Text To Speech Highlighted
A terminal-driven text-to-speech reader that speaks text through Piper while a second window tracks the active words in real time so the user stays visually aligned with the audio stream.
A terminal-driven text-to-speech reader that speaks text through Piper while a second window tracks the active words in real time so the user stays visually aligned with the audio stream.
The project combines text normalization, Piper speech generation, audio playback, and a live highlight pane so the spoken output and visible reading position stay linked together.
This came from wanting something more trackable than plain TTS. For longer passages, the missing piece is not just hearing the words, it is being able to see exactly where the reader currently is.

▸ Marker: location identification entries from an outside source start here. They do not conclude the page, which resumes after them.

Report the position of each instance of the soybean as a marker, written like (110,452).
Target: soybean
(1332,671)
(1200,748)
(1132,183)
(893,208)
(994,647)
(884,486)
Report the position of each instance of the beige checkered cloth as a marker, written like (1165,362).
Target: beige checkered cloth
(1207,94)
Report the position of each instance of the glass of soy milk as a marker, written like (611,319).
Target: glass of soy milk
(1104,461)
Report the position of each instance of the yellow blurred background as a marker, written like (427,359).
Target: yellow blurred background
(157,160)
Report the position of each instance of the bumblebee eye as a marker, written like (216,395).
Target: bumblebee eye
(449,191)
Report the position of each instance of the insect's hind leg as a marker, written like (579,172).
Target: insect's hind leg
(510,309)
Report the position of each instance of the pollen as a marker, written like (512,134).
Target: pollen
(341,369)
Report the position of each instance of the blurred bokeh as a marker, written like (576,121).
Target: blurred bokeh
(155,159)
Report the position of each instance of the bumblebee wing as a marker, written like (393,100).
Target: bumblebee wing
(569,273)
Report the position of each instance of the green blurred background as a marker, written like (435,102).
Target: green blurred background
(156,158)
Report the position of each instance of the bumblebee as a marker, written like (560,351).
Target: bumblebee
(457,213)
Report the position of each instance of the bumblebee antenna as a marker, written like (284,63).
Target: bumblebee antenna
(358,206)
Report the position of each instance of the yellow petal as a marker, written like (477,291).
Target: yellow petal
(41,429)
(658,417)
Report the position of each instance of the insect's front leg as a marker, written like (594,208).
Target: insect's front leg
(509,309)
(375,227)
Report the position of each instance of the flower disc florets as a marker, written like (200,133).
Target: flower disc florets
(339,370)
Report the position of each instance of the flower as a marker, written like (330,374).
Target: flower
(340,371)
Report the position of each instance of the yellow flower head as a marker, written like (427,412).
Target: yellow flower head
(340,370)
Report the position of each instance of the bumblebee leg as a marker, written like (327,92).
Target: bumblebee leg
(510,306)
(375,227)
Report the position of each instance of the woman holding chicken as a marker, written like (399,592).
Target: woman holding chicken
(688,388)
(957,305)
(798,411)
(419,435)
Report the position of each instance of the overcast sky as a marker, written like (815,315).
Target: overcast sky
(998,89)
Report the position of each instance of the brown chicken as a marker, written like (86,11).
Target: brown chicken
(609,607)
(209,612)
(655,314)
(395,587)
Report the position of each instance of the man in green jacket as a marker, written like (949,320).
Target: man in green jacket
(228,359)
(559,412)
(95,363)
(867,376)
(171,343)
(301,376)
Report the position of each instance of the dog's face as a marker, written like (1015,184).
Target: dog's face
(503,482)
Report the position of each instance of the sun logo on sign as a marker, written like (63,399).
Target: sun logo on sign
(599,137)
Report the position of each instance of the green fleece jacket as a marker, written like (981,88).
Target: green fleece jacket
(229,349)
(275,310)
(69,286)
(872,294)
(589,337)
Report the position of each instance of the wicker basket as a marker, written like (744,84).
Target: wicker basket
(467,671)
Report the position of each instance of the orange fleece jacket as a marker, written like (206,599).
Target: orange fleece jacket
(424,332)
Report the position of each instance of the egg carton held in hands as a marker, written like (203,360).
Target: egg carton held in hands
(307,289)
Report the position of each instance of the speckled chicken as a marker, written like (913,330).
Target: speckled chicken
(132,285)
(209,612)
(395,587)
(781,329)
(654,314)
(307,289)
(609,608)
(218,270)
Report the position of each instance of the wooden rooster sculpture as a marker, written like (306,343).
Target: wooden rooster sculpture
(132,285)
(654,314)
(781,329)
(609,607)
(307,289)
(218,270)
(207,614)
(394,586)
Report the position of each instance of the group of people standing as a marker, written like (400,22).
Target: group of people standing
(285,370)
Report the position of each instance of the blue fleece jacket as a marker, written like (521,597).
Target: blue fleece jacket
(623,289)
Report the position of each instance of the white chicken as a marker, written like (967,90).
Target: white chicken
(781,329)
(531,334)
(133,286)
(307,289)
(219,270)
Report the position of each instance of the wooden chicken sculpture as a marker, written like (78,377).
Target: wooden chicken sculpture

Input and normalization. Raw text is cleaned into an ASCII-safe form so punctuation, symbols, and odd Unicode characters do not break speech synthesis.
Piper synthesis. The script resolves the Piper binary and voices directory, chooses a voice model, and generates short audio spans from the text.
Chunk playback. Each spoken segment is mapped to a word range and played back locally through `pw-play` or `aplay`.
Highlight sync. The active index window is written to a temp file, and the separate pane redraws the text so the current words stay highlighted as playback advances.
Python 3 drives the reader, while `pydub` handles the intermediate audio slicing used to keep the spoken chunks aligned with the highlight spans.
The current public path is Piper-based. The repo removes machine-specific assumptions and lets users rely on `PATH`, `PIPER_BIN`, `PIPER_VOICES_DIR`, or manual path input.
The highlight pane is terminal-native rather than browser-based. It watches the active word index and keeps the reading position centered on screen.
Older Coqui-TTS work is kept in `legacy/` for reference, but the public repo is intentionally centered on the current Piper workflow.
The public repo is packaged as a portable reader rather than a mirror of the original laptop setup. Hard-coded local paths were stripped out, runtime discovery was improved, and users can now provide their own Piper binary and voices directory instead of inheriting one machine’s assumptions.